Des ballons à l'assaut de l'Europe pour la mythique Coupe Gordon Bennett
NANCY, 25 août 2013 (AFP) - Le Portugal, la Pologne voire le grand Nord: quelques heures après leur décollage dimanche matin à Nancy, nul ne se risquait à pronostiquer la destination finale des ballons à gaz de la 57e Coupe Gordon Bennett, plus ancienne compétition de l'aérostation au monde.
Les 18 équipages - ainsi qu'un ballon postal, tradition de la manifestation - se sont élancés entre 5H30 et 6H30, à la faveur d'une fenêtre météorologique favorable, pour une édition marquée par des conditions climatiques jugées "difficiles" par les participants.
Un orage samedi soir avait contraint les organisateurs à retarder le départ initialement prévu vers 22H00. "La grande hantise de cette course, c'est de ne pas se faire prendre dans les orages et sortir de la dépression, qui a tendance à nous faire tournoyer", dit un pilote.
Les règles de la compétition, qui est aux aérostiers ce qu'est la Coupe de l'America aux régatiers, sont restées inchangées depuis sa création en 1906 par le fondateur de l'International Herald Tribune, qui lui laissa son nom: parcourir la plus grande distance, mesurée en ligne droite à partir du point de départ, sans condition de durée.
"Ils sont tous partis en direction du sud-est et, a priori, ils devraient rester au-dessus de la Lorraine aujourd'hui, avant de bifurquer, probablement vers la Bretagne pour certains, mais il faudra alors éviter Paris", raconte l'un des organisateurs.
Les conditions météo pourraient toutefois encore changer, et diriger les ballons vers la Pologne ou, tel que prévu initialement, la Laponie. "Pour l'instant, on a un gros suspense quant au lieu d'arrivée", confirme un participant.
Dans leur panier en osier, les compétiteurs sont partis avec 1.000 m3 d'hydrogène et entre 45 et 70 sacs de sable de 12 kg, qu'ils devront utiliser avec intelligence afin de parcourir plusieurs milliers de kilomètres en deux, trois, voire quatre jours.
"L'hydrogène sert à gagner de l'altitude, et on jette des sacs de sable de manière à attraper un courant", résume Serge Claude, président de la Gordon Bennett Nancy 2013.
Attention aux pays interdits
Les aventuriers modernes disposent par ailleurs d'outils technologiques en tous genres à faire saliver Jules Verne, même si, jure l'organisateur, "c'est la finesse du pilotage, l'observation, qui fait toute la différence". Le favori de cette édition, le Français Vincent Leÿs, déjà détenteur de huit titres, est de cette vieille école, apprise davantage dans les livres anciens que sur les écrans du GPS.
"J'ai fait mon premier vol il y a 38 ans", raconte le pilote qui construit ses propres ballons, et qui fait équipe pour la première fois avec Christophe Houver, autrefois son routeur au sol lors de précédentes compétitions. "Du coup, je suis la personne qui connaît le mieux, peut-être même au delà de lui, les vols que Vincent fait", s'amuse le co-pilote.

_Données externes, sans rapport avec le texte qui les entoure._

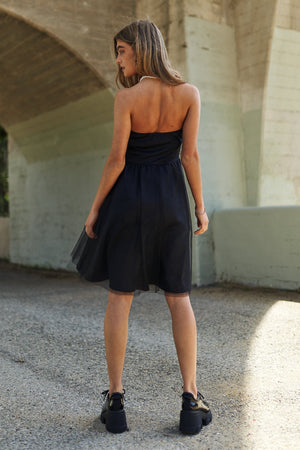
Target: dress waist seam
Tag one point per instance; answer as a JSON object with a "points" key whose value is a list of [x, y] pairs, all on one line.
{"points": [[172, 161]]}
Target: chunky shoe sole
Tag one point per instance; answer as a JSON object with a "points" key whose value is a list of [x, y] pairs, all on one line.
{"points": [[191, 422], [115, 421]]}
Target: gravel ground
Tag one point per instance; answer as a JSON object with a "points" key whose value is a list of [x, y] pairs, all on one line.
{"points": [[53, 367]]}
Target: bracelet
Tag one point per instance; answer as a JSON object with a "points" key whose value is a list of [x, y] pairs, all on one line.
{"points": [[200, 213]]}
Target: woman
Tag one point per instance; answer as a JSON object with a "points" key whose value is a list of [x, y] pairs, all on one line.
{"points": [[138, 231]]}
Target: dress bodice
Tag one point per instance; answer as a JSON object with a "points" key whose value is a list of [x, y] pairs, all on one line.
{"points": [[153, 148]]}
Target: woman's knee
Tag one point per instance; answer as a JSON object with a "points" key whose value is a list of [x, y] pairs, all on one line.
{"points": [[177, 301]]}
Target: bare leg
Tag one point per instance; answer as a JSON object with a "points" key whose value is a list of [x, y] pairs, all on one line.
{"points": [[185, 338], [115, 334]]}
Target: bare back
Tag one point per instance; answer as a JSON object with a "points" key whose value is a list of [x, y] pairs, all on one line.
{"points": [[157, 107]]}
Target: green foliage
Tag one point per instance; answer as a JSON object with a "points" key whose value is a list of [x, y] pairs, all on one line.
{"points": [[3, 173]]}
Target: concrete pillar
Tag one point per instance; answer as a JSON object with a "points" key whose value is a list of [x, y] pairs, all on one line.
{"points": [[279, 175]]}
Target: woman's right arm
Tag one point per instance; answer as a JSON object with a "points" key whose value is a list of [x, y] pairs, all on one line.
{"points": [[190, 158]]}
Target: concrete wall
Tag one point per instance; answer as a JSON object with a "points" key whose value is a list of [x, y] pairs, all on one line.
{"points": [[258, 246], [279, 175], [4, 237], [56, 105], [211, 66], [253, 21], [55, 163]]}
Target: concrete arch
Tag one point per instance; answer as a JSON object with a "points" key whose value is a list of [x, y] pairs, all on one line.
{"points": [[57, 110], [39, 72]]}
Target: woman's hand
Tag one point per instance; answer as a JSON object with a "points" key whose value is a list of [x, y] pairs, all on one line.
{"points": [[89, 224], [202, 221]]}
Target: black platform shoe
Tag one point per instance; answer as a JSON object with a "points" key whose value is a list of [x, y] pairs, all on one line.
{"points": [[194, 414], [113, 414]]}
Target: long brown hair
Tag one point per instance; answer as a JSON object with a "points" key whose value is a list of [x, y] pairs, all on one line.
{"points": [[151, 54]]}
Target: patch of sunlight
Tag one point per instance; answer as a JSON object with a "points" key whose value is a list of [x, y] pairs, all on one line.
{"points": [[272, 391]]}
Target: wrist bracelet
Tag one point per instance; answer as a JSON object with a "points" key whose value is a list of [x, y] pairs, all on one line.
{"points": [[200, 213]]}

Les deux Français devront toutefois en découdre avec des adversaires de taille: parmi leurs rivaux allemands, américains, britanniques, espagnols, suisses, autrichiens, finlandais, italiens et russes, le Suisse Kurt Frieden, gagnant de l'édition 2010, fait figure de sérieux prétendant.
Outre les orages et les dépressions, ainsi que le risque de tourner en rond, les pilotes doivent éviter les pays "interdits", principalement en Europe centrale et de l'Est, au risque de conséquences tragiques: en 1995 un ballon qui avait franchi la frontière biélorusse avait été abattu par un hélicoptère de l'armée locale, provoquant la mort des deux pilotes américains.
"C'est un sport de haut niveau, dangereux et particulièrement physique", rappelle Serge Claude, alors que les pilotes doivent cohabiter dans 1m2 d'osier, par des températures parfois extrêmes. Restent que les ballons à gaz, comme leurs cousines les montgolfières, demeurent des objets de fascination et d'imaginaire, tant pour le grand public que pour les pilotes.
"C'est le meilleur moyen de contempler le monde, c'est un véritable balcon volant: on prend vraiment du plaisir", s'enthousiasme Vincent Leÿs. Les passionnés ou néophytes peuvent suivre le arcours des aérostiers de la Coupe sur le site www.gordonbennett2013.org avant la remise de prix prévue samedi prochain.